Moreover, I found myself standing next to another barrister of my acquaintance … Ballantine, who later wrote so disparagingly
of me in his memoirs. I always did dislike the man, who had obtained his position in the profession as a result of his father’s influence as a Police Court magistrate. He was a long-nosed, slimy enough fellow, and on this occasion seemed inclined to buttonhole me and engage me in conversation. Perhaps about my humiliation before Baron Alderson or my brush with the Benchers. This did not appeal to me. Accordingly I decided to forgo the pleasure of his company on the next available boat and turned to walk along the bank, to make my way back to the street where I might find myself a hansom cab.

I left the dock and proceeded to make my way along the
riverside
. This entailed scrambling over scattered river detritus, mud flats and decaying timbers at first, until I reached the narrow, dusty pathway that traversed the riverside. The track was fronted by rank, head-high weeds behind which decaying hovels lurched dangerously on the steep banks that led up to the main thoroughfares.

My boots were filthy. I was about to turn into one of the cobbled, narrow, rubbish-littered streets that led up to the highway, where I might find a cab, when my attention was distracted by a small group that had clustered about one of the ancient jetties that lay above the mudflats. I hesitated, curious.

At first I had thought that they were watching the shouting crowds on the bridge where the mayoral barge had suffered its collision, but soon realized there was more
purpose
to this group. A wherry had been drawn up at the edge of the mudflat; several brawny workmen were dragging at what seemed to be a kind of net, which resisted, surging heavily in the filthy water.

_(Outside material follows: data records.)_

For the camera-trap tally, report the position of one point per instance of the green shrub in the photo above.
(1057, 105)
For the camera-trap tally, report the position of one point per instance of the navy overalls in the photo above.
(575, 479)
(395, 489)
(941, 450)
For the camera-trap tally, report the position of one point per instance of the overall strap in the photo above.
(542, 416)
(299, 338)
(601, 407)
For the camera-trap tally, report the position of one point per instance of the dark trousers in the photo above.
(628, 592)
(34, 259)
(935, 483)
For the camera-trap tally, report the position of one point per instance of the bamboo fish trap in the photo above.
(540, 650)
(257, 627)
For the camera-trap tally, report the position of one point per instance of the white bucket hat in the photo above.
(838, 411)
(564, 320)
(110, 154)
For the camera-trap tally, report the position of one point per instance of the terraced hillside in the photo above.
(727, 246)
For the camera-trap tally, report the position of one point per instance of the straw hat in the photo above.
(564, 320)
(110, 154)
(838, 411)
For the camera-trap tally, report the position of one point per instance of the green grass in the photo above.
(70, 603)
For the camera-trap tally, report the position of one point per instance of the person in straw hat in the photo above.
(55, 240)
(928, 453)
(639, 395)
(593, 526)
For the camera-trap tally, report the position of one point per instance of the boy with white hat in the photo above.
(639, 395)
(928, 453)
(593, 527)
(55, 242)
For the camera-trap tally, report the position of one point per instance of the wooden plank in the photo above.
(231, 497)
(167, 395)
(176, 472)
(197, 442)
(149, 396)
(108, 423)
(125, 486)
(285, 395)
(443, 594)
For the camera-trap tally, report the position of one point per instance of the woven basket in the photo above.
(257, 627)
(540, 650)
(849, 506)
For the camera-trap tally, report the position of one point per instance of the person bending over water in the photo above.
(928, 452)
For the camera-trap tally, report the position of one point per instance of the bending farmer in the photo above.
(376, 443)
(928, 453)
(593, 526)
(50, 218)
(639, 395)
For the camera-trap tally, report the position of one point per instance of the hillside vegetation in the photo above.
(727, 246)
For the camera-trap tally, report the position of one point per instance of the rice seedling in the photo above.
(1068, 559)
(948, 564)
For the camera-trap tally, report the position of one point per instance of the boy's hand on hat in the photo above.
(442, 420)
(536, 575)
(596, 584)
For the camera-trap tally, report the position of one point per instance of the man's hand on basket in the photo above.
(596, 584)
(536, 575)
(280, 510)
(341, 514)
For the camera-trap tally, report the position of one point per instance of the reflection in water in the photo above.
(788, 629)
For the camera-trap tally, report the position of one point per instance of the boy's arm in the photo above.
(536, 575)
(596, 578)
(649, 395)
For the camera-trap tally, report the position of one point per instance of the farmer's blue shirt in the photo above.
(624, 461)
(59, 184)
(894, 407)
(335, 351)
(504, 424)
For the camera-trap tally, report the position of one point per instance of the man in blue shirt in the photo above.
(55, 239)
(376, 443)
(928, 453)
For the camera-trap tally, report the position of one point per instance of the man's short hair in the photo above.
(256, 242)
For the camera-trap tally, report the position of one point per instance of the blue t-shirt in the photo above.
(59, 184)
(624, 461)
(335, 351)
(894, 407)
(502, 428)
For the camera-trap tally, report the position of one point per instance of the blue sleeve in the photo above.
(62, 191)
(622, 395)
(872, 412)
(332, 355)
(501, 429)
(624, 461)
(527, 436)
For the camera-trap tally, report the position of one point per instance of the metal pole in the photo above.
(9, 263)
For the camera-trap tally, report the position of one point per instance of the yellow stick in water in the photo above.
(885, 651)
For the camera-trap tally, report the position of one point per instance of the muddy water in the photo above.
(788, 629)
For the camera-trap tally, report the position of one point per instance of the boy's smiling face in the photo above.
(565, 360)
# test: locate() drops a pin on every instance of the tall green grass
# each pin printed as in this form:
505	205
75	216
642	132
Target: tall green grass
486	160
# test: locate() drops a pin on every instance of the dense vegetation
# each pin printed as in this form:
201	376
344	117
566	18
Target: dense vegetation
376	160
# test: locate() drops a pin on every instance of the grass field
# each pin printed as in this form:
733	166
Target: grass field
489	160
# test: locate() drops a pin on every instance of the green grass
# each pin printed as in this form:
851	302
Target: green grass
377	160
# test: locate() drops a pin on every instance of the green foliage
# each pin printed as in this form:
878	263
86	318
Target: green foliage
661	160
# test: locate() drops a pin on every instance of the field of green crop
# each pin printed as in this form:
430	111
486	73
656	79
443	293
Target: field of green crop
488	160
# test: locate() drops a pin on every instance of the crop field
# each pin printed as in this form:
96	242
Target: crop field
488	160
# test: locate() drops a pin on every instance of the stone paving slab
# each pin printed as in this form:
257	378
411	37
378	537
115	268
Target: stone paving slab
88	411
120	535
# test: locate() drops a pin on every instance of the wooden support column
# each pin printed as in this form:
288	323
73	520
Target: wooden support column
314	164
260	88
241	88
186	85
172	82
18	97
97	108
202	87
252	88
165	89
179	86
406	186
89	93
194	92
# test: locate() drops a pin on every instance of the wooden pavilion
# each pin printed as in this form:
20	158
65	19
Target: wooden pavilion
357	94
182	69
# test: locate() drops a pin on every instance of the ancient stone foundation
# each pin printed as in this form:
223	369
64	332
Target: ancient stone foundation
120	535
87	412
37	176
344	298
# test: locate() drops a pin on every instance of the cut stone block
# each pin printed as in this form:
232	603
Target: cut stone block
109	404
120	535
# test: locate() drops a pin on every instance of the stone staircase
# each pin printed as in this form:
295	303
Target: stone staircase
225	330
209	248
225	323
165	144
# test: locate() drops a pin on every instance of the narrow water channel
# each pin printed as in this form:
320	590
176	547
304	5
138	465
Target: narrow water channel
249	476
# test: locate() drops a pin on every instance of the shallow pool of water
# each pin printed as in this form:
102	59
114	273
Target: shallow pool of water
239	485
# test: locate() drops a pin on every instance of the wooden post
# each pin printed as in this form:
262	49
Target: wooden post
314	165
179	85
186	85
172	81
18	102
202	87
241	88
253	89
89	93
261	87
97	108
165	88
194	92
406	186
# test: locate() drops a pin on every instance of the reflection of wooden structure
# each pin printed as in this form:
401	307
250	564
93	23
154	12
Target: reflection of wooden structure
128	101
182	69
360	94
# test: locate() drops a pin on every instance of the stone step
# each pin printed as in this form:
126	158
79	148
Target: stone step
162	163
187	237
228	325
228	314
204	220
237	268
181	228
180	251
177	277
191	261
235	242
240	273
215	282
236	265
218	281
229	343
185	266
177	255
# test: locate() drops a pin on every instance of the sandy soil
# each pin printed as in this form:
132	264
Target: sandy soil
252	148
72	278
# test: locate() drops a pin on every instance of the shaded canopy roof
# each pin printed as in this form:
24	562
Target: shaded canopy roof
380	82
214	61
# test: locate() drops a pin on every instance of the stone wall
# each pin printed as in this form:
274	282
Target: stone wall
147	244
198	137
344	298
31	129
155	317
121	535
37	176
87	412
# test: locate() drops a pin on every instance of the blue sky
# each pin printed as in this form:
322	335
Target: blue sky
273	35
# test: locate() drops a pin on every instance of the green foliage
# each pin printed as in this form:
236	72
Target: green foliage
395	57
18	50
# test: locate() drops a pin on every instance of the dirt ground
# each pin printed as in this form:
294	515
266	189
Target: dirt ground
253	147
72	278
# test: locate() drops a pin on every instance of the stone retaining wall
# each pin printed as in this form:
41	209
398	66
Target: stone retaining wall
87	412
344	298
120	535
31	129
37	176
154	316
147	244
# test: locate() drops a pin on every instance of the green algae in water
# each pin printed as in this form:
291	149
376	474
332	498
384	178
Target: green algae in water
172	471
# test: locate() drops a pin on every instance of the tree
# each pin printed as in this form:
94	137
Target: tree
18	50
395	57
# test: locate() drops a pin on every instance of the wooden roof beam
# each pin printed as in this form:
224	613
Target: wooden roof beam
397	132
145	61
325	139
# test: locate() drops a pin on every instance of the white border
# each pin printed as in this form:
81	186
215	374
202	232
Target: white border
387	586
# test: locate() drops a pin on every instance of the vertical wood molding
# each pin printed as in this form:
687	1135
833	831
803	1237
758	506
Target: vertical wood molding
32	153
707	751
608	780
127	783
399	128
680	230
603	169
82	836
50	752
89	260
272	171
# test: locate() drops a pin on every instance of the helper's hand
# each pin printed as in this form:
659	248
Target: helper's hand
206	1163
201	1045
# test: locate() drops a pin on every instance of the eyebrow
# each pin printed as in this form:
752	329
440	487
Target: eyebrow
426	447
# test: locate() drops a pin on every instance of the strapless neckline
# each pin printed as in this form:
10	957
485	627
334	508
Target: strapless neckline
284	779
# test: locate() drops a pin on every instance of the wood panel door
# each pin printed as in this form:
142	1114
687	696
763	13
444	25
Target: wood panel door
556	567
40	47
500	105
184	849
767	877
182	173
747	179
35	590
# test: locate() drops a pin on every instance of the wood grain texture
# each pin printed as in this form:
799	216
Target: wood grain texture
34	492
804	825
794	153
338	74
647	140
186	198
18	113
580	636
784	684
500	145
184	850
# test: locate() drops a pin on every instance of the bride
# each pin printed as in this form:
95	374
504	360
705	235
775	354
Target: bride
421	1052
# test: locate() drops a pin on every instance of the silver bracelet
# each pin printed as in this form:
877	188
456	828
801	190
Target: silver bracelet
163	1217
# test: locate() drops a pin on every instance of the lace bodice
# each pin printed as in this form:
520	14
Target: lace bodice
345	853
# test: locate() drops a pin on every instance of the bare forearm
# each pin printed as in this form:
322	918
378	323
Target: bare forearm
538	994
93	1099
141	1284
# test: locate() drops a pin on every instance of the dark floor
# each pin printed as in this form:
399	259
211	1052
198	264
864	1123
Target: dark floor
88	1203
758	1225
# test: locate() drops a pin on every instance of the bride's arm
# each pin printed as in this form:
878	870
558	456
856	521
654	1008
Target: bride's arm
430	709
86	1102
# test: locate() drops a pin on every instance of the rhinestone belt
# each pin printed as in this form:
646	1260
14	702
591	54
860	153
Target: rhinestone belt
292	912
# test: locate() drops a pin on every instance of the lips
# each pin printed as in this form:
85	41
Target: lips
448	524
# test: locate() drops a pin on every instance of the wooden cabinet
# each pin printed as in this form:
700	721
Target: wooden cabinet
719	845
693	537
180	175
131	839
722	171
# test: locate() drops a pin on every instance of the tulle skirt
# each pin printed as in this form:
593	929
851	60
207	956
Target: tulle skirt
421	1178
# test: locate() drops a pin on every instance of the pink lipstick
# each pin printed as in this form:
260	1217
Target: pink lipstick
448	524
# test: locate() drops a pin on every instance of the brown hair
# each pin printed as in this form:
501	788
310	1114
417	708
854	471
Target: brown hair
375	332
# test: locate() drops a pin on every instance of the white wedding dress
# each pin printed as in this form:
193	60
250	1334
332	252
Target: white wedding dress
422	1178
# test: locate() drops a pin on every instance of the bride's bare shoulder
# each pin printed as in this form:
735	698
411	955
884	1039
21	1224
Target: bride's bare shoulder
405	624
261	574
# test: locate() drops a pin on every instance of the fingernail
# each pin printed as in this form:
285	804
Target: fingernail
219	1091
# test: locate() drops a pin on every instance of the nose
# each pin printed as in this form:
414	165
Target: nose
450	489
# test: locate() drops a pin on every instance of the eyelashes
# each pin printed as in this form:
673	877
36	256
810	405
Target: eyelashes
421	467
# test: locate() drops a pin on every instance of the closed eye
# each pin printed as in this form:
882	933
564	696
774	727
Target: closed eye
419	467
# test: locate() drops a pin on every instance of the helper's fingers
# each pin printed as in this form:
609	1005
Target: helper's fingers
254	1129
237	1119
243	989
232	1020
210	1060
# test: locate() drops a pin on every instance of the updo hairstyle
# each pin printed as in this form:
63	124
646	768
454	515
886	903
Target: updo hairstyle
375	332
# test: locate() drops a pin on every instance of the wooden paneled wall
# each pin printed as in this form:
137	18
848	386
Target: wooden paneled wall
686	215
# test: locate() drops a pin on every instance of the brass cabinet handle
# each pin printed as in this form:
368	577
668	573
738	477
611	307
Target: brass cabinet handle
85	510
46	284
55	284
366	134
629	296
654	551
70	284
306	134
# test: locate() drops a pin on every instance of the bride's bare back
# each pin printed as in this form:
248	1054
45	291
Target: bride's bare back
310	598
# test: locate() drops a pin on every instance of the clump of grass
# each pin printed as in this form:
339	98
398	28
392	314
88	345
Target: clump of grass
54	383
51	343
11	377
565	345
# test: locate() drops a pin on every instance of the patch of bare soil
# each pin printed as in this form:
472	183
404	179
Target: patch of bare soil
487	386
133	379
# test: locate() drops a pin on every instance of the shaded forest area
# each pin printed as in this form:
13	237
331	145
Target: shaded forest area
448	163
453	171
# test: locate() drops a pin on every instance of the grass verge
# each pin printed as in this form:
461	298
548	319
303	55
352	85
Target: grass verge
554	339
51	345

They were paying no attention to the events at the bridge, and they were supervised by a man in a blue frock coat and tall,
black-varnished
hat. The supervisor’s hands were locked behind his back; he was staring at the thing the men were drawing with difficulty from the river, and he bore an air of square-
shouldered
, imposing authority. Curiosity got the better of me and I
walked towards the jetty, until I was standing just behind the man in the blue frock coat.

My steps echoed on the ancient, rickety timbers of the jetty. At the sound of my approach the man in the varnished hat turned slowly. He was a lean-featured fellow apart from his mastiff jowls; he wore reddish-hued side whiskers, and his small, deep set eyes were a startling blue. He was a little above average height, narrow in the hips, but the hands locked behind his back were large and meaty. His sharp glance met mine and I stopped: he observed me for several seconds, as though appraising me, and then nodded slightly, raised a hand to touch his hat. The carefully polished gilt buttons on his coat glittered in the watery afternoon sunshine. I did not know him, but I felt I caught a glimpse of recognition in his sharp glance as he looked at me. A moment later the suspicion was confirmed.

‘Mr James, is it not?’

I was surprised. ‘You have the advantage of me, sir.’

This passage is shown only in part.